I have been informed of three one-winged pigeons that need a home. I don't have all the details. Don't know how they came to be in this condition. They are all ferals. One is an adult male, the other two are just past weaning, so sex is unknown. I don't know colors. I guess I don't know much huh?? 
Anyway, they are in Northbrook, IL. I'm almost certain that shipping is out of the question, although I haven't asked that specific question. I will if I need to. Anyone interested, let me know.
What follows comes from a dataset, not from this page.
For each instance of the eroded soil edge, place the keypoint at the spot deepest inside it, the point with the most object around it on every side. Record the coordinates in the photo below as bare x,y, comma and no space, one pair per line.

I'll hook you up with the man who has them.
Seems someone recently was looking for a special needs bird, but I have no idea who that was.


----------



## DoveLover7 (Feb 26, 2007)

Renee, I could not respond to your email address listed regarding the one-winged pigeons in Northbrook, IL.

Would you please provide the contact information here or let me know of another confidential site.

Many thanks,

Cindy


----------



## Lovebirds (Sep 6, 2002)

DoveLover7 said:


> Renee, I could not respond to your email address listed regarding the one-winged pigeons in Northbrook, IL.
> 
> Would you please provide the contact information here or let me know of another confidential site.
> 
> ...


I sent you a PM...........


----------